Microsoft Takes $1 Billion Hit

Dennis Faas's picture

Microsoft put many Xbox users' minds to rest last Thursday, when the company announced that it would be extending the warranty on the Xbox 360.

The peace of mind won't come cheap for Microsoft, however, which will take a hit of just over $1 billion to provide the extended warranty.

"As a result of what Microsoft views as an unacceptable number of repairs to Xbox 360 consoles, the company conducted extensive investigations into potential sources of general hardware failures," Microsoft said in a statement. (Source: news.com)

The company said that the investigations revealed many factors contributing to problems with the console. In response, Microsoft has extended the warranty on the machines to three years. Microsoft also said that it has made unspecified design changes to the device.

The problems have plagued gamers since the 360 first shipped in November of 2005. A high number of users were coming across a common problem: three blinking red lights on the console, referred to as the "Red Circle of Death". The issue has been tied to overheating. (Source: arstechnica.com)

Although Microsoft initially downplayed the problems, it admitted last September that the batch of consoles it originally shipped were failing at a higher rate than expected. At that time, Microsoft extended what was then a 90 day warranty to a one year warranty and promised to reimburse customers who had already paid for repairs. (Source: news.com)

Then in April, Microsoft announced that it would no longer charge shipping on repaired consoles and would extend the warranty on those repairs.

A lot has changed in the past two years.
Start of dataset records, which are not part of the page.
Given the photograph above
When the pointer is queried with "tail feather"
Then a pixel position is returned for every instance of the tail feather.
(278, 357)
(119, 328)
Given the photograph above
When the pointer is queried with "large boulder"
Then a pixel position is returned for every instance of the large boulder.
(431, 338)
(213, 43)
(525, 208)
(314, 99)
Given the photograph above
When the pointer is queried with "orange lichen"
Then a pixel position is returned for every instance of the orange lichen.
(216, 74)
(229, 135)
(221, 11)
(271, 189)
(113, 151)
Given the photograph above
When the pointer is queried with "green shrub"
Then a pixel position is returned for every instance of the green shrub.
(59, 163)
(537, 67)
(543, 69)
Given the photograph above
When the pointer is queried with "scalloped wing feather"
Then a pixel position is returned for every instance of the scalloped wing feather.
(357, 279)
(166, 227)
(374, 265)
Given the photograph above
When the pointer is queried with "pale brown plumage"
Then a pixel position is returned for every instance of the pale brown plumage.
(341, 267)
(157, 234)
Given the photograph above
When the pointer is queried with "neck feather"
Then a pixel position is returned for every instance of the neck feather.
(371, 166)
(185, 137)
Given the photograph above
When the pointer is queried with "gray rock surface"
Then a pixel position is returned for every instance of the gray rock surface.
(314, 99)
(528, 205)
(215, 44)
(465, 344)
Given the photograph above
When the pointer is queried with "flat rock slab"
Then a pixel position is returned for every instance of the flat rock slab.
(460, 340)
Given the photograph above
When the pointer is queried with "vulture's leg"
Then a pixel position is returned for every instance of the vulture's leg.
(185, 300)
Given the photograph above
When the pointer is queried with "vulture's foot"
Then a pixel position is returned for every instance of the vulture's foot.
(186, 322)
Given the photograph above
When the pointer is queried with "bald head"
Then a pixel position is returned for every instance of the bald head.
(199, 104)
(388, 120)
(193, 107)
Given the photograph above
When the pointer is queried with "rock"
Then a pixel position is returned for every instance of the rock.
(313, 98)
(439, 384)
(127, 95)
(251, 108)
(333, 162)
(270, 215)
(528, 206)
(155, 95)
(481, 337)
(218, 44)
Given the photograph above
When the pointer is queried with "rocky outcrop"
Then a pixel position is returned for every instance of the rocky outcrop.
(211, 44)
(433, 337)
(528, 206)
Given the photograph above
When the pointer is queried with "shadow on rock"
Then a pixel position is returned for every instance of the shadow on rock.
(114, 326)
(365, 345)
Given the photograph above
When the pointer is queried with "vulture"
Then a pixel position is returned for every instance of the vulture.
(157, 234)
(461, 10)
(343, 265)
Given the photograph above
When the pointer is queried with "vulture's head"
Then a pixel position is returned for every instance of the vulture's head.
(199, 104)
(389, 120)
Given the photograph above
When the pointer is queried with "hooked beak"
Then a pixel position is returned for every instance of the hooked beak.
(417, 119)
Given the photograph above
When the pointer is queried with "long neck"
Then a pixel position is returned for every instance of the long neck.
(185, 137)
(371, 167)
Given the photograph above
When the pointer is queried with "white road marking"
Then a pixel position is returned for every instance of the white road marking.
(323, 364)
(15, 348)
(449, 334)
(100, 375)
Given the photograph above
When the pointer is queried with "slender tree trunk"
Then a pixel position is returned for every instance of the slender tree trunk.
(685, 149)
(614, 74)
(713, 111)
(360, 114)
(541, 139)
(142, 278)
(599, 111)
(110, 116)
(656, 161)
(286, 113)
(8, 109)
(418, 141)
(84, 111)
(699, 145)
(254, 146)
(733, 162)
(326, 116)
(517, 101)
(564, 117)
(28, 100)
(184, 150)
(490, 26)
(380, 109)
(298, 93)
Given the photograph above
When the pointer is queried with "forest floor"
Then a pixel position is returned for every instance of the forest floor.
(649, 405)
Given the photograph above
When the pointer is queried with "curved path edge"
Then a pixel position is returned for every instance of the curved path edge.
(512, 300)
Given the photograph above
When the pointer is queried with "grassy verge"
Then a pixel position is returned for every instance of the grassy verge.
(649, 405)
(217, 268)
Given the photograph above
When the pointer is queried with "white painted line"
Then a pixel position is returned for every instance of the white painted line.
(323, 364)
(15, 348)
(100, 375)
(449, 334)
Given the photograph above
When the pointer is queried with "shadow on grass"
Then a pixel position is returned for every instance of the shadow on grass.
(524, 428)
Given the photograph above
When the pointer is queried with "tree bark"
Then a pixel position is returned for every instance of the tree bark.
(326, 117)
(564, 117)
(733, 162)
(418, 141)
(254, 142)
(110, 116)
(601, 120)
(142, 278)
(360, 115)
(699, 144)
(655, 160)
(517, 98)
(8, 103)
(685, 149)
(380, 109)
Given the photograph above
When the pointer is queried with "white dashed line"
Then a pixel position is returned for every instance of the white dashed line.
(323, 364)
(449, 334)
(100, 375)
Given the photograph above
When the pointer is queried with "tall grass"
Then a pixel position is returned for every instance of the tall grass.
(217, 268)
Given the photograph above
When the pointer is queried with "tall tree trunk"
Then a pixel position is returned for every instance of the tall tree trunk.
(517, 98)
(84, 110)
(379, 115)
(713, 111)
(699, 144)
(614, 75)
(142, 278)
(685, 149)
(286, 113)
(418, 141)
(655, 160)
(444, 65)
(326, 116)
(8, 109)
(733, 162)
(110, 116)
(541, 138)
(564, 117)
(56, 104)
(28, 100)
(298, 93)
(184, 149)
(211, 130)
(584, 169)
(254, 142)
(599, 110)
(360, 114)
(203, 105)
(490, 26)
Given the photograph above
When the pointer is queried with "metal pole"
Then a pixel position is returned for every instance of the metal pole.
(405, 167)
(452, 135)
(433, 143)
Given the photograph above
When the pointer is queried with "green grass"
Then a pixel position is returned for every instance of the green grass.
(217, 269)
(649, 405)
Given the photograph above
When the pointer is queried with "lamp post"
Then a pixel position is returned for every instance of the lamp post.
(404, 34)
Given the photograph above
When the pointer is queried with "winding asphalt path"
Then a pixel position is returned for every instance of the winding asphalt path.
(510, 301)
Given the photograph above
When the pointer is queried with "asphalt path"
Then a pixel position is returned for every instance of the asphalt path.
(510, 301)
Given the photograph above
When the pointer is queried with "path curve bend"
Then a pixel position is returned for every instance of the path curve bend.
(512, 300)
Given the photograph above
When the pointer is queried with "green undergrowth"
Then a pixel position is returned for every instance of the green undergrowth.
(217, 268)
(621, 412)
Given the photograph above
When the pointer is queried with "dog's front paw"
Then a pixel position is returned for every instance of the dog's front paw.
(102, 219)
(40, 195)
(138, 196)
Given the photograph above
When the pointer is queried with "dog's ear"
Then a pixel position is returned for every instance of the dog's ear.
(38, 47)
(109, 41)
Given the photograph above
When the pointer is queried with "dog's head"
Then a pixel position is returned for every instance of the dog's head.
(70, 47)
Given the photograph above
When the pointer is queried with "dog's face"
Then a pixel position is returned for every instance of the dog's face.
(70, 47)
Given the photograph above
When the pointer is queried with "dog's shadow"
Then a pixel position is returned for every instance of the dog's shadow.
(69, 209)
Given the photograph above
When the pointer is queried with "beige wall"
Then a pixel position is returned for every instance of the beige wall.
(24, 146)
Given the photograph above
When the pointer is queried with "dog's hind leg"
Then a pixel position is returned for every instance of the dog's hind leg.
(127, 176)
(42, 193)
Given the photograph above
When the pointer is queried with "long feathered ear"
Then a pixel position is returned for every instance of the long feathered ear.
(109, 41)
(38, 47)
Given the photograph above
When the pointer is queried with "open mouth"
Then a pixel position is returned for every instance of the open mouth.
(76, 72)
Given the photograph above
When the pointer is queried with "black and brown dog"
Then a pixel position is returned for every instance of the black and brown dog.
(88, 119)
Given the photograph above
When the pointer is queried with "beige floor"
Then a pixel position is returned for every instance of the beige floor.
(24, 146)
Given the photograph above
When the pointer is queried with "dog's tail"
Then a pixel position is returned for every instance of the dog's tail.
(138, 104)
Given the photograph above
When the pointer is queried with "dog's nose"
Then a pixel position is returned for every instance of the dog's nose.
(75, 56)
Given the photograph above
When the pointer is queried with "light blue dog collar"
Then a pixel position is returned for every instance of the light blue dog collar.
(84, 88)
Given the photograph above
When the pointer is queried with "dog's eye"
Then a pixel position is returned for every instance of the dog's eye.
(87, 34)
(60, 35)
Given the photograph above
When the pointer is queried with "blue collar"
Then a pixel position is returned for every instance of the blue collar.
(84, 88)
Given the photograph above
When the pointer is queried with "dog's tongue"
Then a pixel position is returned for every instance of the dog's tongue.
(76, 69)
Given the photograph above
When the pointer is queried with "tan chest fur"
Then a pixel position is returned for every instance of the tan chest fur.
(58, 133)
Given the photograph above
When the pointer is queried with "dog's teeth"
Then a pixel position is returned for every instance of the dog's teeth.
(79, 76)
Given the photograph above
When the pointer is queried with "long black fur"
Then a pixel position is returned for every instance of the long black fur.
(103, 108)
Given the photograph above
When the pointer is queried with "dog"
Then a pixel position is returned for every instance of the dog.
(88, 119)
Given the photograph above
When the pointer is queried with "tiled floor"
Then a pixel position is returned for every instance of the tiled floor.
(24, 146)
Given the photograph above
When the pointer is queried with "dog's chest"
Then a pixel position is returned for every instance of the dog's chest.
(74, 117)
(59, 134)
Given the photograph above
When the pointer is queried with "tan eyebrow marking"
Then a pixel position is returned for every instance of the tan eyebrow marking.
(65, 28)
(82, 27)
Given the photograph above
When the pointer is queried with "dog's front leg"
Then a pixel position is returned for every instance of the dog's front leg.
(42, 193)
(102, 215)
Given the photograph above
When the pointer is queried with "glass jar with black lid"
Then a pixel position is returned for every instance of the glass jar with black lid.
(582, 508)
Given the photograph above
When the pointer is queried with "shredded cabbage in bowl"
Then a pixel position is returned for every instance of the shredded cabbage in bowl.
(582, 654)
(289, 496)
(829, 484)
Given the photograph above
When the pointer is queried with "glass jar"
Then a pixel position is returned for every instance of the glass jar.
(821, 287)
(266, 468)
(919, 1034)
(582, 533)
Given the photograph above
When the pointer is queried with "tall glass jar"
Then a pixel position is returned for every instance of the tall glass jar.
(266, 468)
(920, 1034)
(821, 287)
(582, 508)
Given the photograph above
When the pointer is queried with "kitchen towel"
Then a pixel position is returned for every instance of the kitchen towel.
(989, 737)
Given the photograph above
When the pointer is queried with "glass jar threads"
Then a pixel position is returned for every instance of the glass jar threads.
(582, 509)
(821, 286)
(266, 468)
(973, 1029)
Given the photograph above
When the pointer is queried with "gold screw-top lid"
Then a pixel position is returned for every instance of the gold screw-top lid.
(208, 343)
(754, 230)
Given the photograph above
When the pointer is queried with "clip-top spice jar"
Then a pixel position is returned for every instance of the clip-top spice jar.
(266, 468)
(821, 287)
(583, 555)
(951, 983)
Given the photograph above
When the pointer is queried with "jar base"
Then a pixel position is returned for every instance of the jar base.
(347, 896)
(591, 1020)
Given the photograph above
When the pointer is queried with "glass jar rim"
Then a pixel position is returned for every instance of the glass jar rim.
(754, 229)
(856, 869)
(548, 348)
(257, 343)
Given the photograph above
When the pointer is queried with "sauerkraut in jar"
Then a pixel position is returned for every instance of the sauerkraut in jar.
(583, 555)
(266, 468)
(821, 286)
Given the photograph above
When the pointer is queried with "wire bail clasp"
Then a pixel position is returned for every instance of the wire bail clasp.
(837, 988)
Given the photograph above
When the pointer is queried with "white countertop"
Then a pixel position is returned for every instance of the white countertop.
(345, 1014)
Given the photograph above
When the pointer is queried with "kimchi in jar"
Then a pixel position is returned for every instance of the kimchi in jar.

Although it initially seemed that Microsoft was trying to pull the rug out from underneath gamers' feet, the company's 180 degree turn is beginning to convince customers that Microsoft is honestly trying to solve the problem.

"The majority of Xbox 360 owners are having a great experience with their console and have from day one," said Entertainment and Devices Division President Robbie Bach. "But, this problem has caused frustration for some of our customers and for that, we sincerely apologize."